‘Building an empire around an open grave really is…’ Conversation with Oleg Kulik

Anna Łazar
‘Building an empire around an open grave really is…’ Conversation with Oleg Kulik

Anna Łazar: In the performance For Pawel, you work with Stańczyk, a painting by Jan Matejko, an iconic figure of Polish national painting. Since Matejko depicted significant events from Poland’s history, he is as firmly rooted in Polish culture as Repin and the Peredvizhniki in Russian [culture].

Oleg Kulik: I love the Peredvizhniki. Moreover, I consider myself the last Socialist realist, and the Socrealists follow from the Peredvizhniki. I am the last one, even now that the empire no longer exists.

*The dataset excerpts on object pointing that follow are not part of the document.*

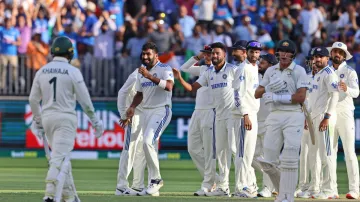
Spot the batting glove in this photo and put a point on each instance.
(99, 128)
(275, 85)
(37, 128)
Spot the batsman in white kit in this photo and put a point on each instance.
(201, 134)
(58, 85)
(345, 124)
(132, 155)
(283, 89)
(266, 61)
(323, 100)
(154, 84)
(245, 110)
(219, 79)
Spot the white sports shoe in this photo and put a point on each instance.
(219, 192)
(201, 192)
(352, 195)
(265, 192)
(325, 195)
(154, 186)
(125, 192)
(246, 193)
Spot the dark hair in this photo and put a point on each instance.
(218, 45)
(150, 45)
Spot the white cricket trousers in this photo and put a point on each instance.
(201, 144)
(245, 150)
(154, 121)
(306, 158)
(323, 148)
(132, 155)
(259, 152)
(284, 129)
(224, 130)
(345, 128)
(60, 130)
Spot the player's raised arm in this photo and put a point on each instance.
(188, 87)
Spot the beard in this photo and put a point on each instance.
(216, 61)
(336, 60)
(147, 61)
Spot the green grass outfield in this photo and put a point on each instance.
(23, 180)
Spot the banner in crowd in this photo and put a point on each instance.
(16, 118)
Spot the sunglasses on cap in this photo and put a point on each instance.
(254, 44)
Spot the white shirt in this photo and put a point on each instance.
(204, 99)
(263, 110)
(325, 82)
(294, 76)
(311, 20)
(348, 75)
(220, 84)
(153, 95)
(244, 89)
(126, 95)
(58, 85)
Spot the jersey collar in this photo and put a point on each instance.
(291, 66)
(60, 59)
(221, 70)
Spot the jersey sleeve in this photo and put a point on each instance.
(82, 95)
(168, 74)
(302, 78)
(138, 83)
(124, 92)
(352, 85)
(35, 97)
(203, 79)
(331, 82)
(266, 79)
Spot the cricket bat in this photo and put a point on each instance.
(310, 124)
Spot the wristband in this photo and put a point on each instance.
(162, 84)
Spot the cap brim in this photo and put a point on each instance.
(348, 55)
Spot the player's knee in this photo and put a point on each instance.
(289, 158)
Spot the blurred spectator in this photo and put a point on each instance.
(24, 27)
(222, 9)
(9, 45)
(116, 11)
(187, 22)
(40, 24)
(104, 32)
(246, 31)
(311, 20)
(37, 52)
(219, 36)
(86, 38)
(194, 43)
(348, 19)
(206, 11)
(189, 4)
(163, 39)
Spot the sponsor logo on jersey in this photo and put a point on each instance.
(219, 85)
(55, 71)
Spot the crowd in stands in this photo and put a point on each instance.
(115, 30)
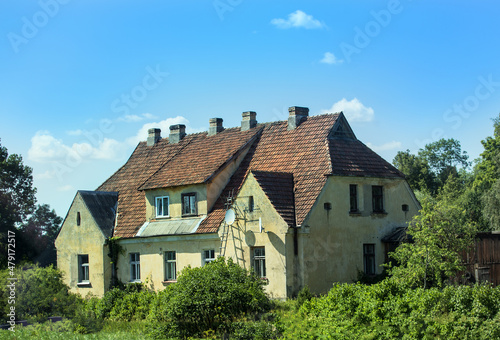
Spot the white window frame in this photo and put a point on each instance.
(194, 206)
(170, 265)
(83, 269)
(158, 206)
(259, 261)
(208, 256)
(135, 267)
(369, 265)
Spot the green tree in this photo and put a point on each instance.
(487, 170)
(416, 170)
(39, 233)
(17, 197)
(440, 233)
(444, 158)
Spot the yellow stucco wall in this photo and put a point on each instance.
(331, 241)
(87, 239)
(245, 234)
(189, 251)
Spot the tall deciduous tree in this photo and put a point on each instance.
(416, 170)
(35, 227)
(440, 233)
(444, 158)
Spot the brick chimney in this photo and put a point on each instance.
(154, 135)
(215, 126)
(297, 115)
(177, 132)
(248, 120)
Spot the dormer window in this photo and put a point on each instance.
(162, 208)
(189, 204)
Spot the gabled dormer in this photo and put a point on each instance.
(341, 129)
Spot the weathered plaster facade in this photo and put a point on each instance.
(84, 239)
(289, 184)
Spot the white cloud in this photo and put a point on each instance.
(163, 125)
(330, 58)
(44, 175)
(75, 132)
(354, 110)
(47, 148)
(136, 118)
(385, 147)
(66, 188)
(297, 19)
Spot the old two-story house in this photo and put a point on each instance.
(300, 202)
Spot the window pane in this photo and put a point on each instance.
(353, 189)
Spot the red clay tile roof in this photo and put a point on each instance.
(353, 158)
(201, 159)
(306, 153)
(278, 187)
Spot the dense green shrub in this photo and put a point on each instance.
(207, 298)
(387, 311)
(303, 296)
(133, 302)
(39, 293)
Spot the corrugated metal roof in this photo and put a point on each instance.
(170, 227)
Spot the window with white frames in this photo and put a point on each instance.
(259, 261)
(369, 258)
(135, 267)
(208, 256)
(83, 268)
(189, 204)
(170, 266)
(162, 208)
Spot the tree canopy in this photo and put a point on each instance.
(35, 226)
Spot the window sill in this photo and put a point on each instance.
(167, 282)
(161, 217)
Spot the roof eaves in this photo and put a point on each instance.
(235, 155)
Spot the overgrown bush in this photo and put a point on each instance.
(207, 298)
(133, 302)
(39, 293)
(387, 311)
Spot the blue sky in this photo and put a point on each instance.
(82, 81)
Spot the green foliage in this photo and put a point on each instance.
(440, 233)
(40, 293)
(444, 157)
(304, 295)
(387, 311)
(417, 171)
(254, 330)
(207, 298)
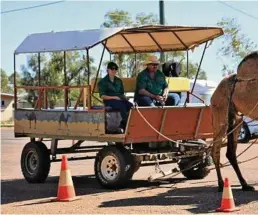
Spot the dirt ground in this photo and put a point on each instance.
(176, 196)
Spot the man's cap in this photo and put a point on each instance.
(112, 65)
(152, 60)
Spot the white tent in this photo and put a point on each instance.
(203, 89)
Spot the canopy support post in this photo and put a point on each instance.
(88, 65)
(39, 68)
(100, 62)
(65, 82)
(199, 67)
(14, 82)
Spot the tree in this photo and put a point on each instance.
(52, 74)
(18, 78)
(126, 63)
(4, 83)
(235, 45)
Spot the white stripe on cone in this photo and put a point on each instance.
(65, 178)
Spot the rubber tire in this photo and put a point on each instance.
(134, 164)
(198, 172)
(124, 161)
(247, 136)
(42, 170)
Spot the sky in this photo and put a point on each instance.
(81, 15)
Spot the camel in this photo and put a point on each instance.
(64, 119)
(32, 117)
(235, 96)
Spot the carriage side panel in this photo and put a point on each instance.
(176, 123)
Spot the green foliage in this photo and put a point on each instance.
(4, 83)
(52, 74)
(235, 45)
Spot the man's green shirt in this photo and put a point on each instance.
(109, 88)
(154, 86)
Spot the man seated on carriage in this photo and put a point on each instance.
(152, 88)
(111, 90)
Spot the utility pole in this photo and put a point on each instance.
(162, 22)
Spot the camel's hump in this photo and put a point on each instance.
(248, 68)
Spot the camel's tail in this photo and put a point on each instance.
(231, 111)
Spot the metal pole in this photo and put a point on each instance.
(162, 22)
(187, 63)
(14, 83)
(100, 62)
(88, 65)
(65, 82)
(39, 67)
(199, 67)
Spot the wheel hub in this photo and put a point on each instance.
(31, 162)
(110, 167)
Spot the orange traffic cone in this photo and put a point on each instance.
(66, 190)
(227, 203)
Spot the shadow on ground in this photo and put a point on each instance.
(20, 190)
(204, 199)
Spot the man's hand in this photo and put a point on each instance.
(116, 98)
(165, 97)
(159, 98)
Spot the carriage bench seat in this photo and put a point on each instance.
(175, 84)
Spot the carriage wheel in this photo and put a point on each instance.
(113, 167)
(35, 162)
(244, 135)
(199, 171)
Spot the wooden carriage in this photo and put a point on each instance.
(173, 134)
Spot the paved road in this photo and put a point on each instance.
(178, 196)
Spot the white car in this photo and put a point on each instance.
(248, 131)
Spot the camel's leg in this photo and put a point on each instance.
(231, 155)
(216, 157)
(219, 131)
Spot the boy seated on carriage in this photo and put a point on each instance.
(152, 88)
(111, 90)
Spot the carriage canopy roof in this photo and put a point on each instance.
(151, 38)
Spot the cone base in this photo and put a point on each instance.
(227, 210)
(66, 200)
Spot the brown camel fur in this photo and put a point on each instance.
(235, 94)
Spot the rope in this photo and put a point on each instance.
(208, 148)
(227, 163)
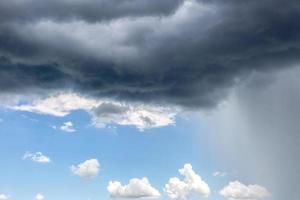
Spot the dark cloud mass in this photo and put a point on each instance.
(177, 52)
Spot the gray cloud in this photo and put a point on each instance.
(186, 53)
(90, 10)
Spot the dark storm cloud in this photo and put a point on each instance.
(165, 52)
(89, 10)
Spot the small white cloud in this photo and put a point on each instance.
(4, 197)
(68, 127)
(88, 169)
(37, 157)
(192, 184)
(136, 188)
(238, 191)
(219, 174)
(39, 197)
(103, 113)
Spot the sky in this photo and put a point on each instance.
(137, 99)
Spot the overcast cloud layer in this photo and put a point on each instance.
(177, 52)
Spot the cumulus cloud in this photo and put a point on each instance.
(4, 197)
(182, 52)
(37, 157)
(238, 191)
(103, 112)
(136, 188)
(88, 169)
(39, 196)
(67, 127)
(219, 174)
(183, 189)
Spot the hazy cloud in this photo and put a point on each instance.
(103, 112)
(238, 191)
(88, 169)
(68, 127)
(4, 197)
(37, 157)
(186, 52)
(192, 184)
(136, 188)
(39, 196)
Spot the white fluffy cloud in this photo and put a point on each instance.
(37, 157)
(39, 197)
(136, 188)
(67, 127)
(103, 112)
(219, 174)
(238, 191)
(88, 169)
(192, 184)
(4, 197)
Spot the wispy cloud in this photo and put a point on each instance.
(37, 157)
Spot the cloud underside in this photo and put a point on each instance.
(186, 53)
(191, 185)
(103, 112)
(238, 191)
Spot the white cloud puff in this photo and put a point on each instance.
(136, 188)
(39, 197)
(192, 184)
(238, 191)
(219, 174)
(4, 197)
(88, 169)
(37, 157)
(103, 112)
(68, 127)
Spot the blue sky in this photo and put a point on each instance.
(124, 152)
(149, 99)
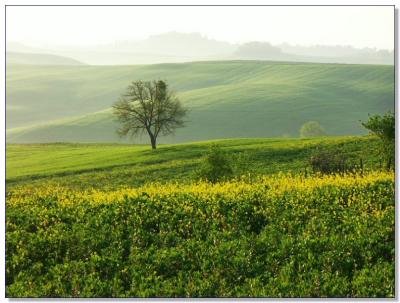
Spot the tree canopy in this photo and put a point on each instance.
(148, 107)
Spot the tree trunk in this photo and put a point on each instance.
(153, 141)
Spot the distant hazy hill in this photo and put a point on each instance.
(226, 99)
(39, 59)
(176, 47)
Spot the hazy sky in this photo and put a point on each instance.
(357, 26)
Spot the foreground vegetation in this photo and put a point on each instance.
(95, 220)
(279, 236)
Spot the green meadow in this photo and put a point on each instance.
(226, 99)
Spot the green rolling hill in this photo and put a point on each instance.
(227, 99)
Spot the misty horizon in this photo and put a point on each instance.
(198, 34)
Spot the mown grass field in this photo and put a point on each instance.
(111, 165)
(114, 220)
(227, 99)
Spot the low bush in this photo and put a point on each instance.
(280, 236)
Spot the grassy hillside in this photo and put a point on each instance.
(93, 220)
(112, 165)
(226, 99)
(39, 59)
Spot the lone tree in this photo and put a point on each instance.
(384, 128)
(311, 129)
(148, 106)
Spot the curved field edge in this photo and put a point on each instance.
(112, 165)
(281, 236)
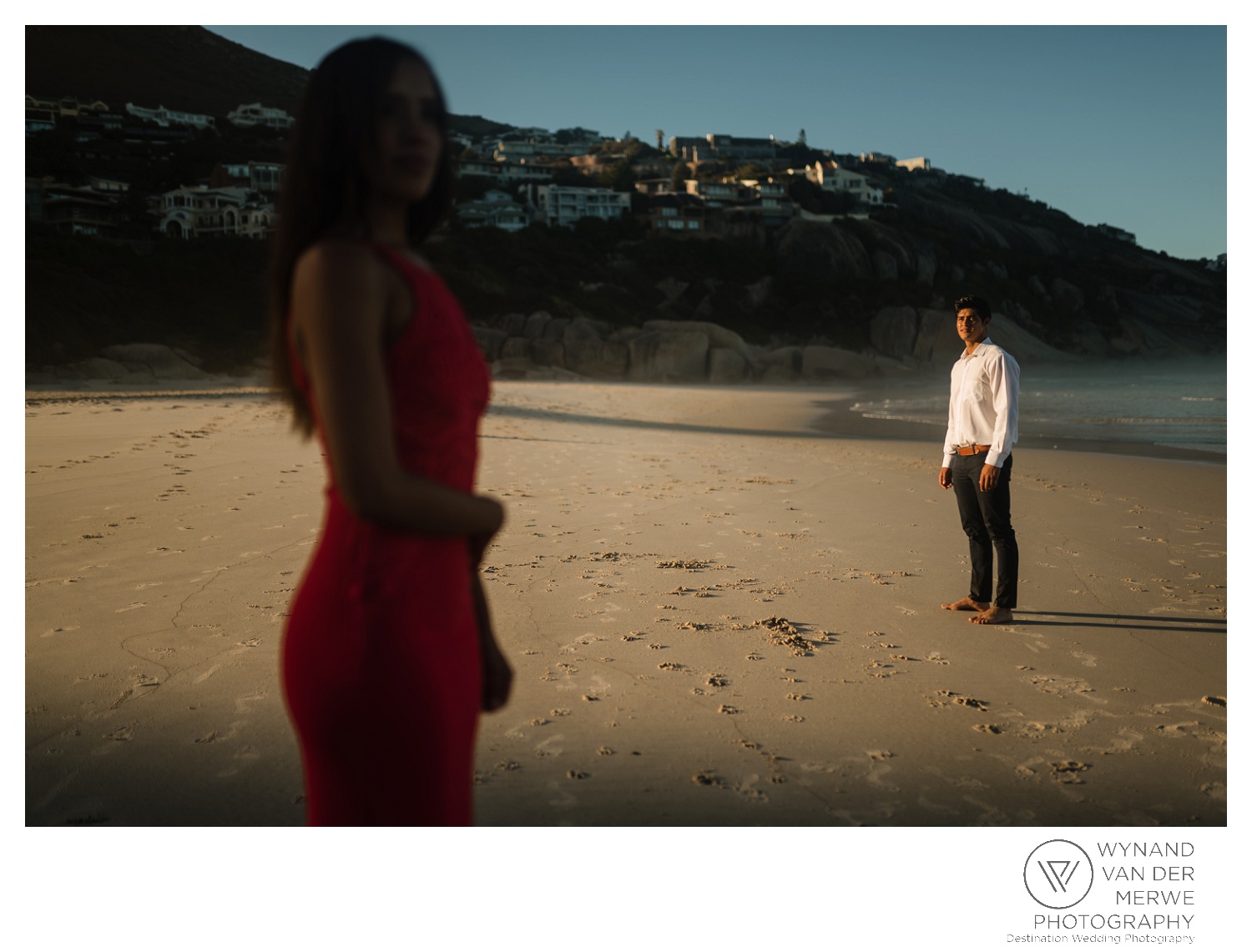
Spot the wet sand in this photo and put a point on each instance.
(718, 614)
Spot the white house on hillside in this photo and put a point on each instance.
(199, 212)
(255, 114)
(831, 178)
(167, 118)
(496, 209)
(565, 204)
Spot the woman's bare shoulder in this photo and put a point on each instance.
(340, 262)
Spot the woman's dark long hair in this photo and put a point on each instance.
(325, 183)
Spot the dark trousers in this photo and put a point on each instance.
(986, 519)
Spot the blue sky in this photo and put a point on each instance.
(1111, 124)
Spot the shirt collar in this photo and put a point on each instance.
(978, 350)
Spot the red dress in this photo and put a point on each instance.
(381, 667)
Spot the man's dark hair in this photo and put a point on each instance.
(977, 305)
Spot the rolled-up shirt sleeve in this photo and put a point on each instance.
(1003, 380)
(949, 440)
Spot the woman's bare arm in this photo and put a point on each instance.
(340, 303)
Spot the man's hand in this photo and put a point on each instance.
(988, 478)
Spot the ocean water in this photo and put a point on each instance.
(1179, 405)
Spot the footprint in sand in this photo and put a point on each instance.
(53, 632)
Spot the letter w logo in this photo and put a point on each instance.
(1058, 872)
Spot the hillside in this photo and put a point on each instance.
(808, 282)
(183, 68)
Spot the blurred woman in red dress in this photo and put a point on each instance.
(388, 653)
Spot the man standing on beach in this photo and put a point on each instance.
(977, 462)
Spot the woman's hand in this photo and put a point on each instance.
(493, 518)
(497, 676)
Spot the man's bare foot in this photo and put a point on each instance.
(967, 604)
(993, 616)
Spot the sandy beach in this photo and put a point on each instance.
(718, 614)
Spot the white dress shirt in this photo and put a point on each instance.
(982, 408)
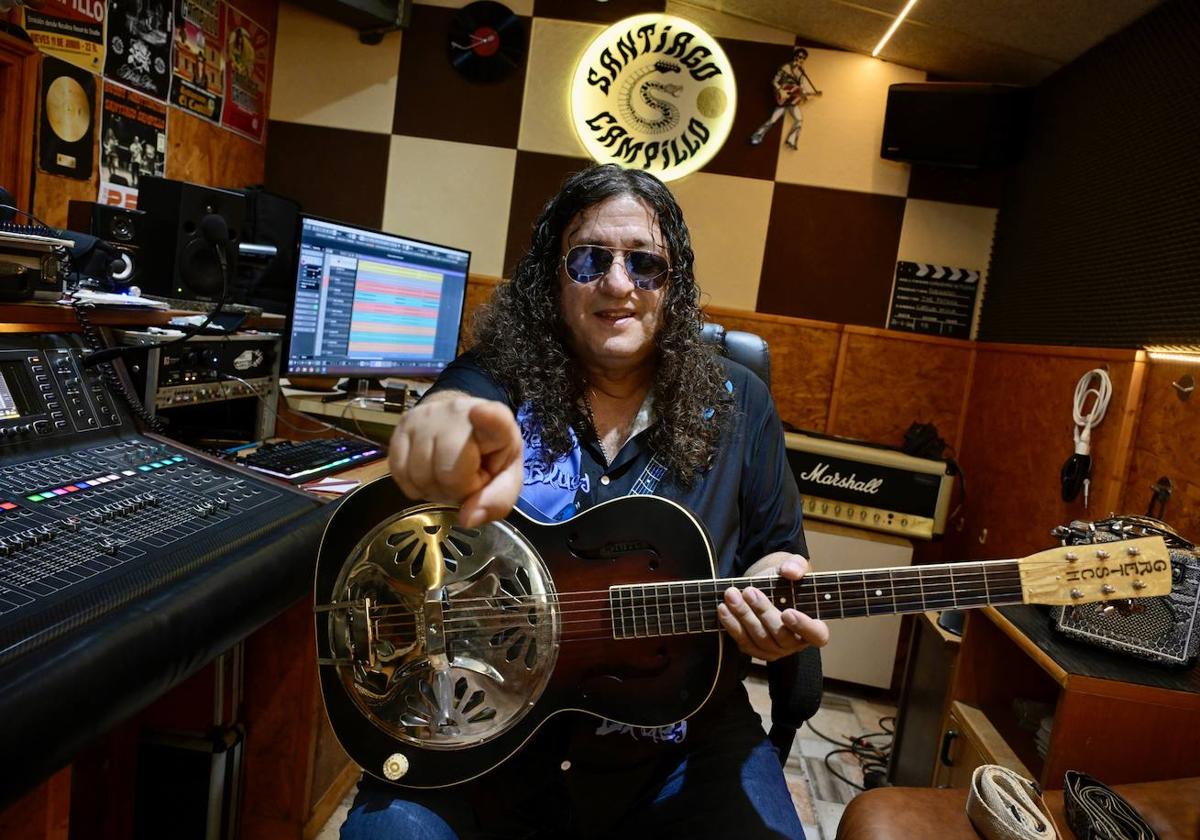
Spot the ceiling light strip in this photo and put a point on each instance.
(892, 29)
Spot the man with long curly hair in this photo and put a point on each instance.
(588, 381)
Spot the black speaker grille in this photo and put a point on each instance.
(1098, 237)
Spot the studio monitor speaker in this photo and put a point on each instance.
(183, 256)
(124, 229)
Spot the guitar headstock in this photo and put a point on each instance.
(1097, 571)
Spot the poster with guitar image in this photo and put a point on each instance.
(132, 143)
(247, 75)
(197, 79)
(139, 45)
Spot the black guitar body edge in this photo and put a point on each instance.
(641, 682)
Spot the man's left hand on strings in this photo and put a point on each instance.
(757, 625)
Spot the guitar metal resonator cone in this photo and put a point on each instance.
(447, 636)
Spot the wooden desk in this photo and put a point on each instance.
(295, 772)
(1113, 717)
(48, 317)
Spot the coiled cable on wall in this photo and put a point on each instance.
(1095, 388)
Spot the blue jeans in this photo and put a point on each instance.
(726, 784)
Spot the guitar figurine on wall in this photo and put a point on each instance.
(442, 648)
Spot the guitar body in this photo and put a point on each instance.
(443, 649)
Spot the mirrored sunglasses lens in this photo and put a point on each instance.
(647, 269)
(586, 263)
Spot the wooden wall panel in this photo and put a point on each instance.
(889, 381)
(1167, 443)
(1018, 435)
(803, 361)
(203, 153)
(18, 106)
(479, 291)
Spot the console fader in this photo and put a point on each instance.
(93, 514)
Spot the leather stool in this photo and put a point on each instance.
(1171, 808)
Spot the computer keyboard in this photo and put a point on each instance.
(304, 460)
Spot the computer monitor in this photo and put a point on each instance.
(371, 304)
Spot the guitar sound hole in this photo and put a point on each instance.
(503, 636)
(514, 652)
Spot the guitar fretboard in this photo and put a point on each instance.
(641, 610)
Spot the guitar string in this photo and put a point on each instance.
(851, 593)
(919, 574)
(641, 612)
(832, 579)
(466, 615)
(661, 592)
(810, 605)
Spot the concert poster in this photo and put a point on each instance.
(67, 126)
(197, 82)
(132, 143)
(72, 30)
(247, 70)
(139, 45)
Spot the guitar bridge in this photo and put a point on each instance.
(355, 617)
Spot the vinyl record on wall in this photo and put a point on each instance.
(486, 41)
(69, 118)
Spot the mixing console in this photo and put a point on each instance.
(96, 516)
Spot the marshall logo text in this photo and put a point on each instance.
(820, 474)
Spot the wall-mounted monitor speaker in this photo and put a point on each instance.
(954, 124)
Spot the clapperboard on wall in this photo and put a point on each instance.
(934, 299)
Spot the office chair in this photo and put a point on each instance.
(795, 682)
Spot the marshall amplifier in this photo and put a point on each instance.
(1164, 630)
(868, 486)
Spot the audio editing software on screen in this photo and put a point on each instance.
(372, 304)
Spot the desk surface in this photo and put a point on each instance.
(45, 316)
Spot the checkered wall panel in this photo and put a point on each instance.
(393, 137)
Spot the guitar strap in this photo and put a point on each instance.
(1006, 805)
(1095, 811)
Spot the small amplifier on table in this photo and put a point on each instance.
(1164, 630)
(31, 264)
(187, 381)
(869, 486)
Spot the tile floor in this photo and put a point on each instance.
(820, 796)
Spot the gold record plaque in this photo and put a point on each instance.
(67, 123)
(67, 109)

Is Socrealism important to you as a system of relations?

Of course. As artists, the Socrealists were weak, but their perspective was very contemporary. They were not interested in the existing reality, but in the one they were supposed to see. Whose reality that was is another matter. If the Socrealists had represented their own, that would have been great. But they painted what they were told by phone. It happened that way because people did not believe in social justice. But I do. I believe in it and know what it is. I’ve set up my family and personal life differently.

Perhaps the only place one can establish justice is “around yourself.”

And in many ways I’ve done this, thanks to Socrealism.

Thanks to a declared system of values that never existed?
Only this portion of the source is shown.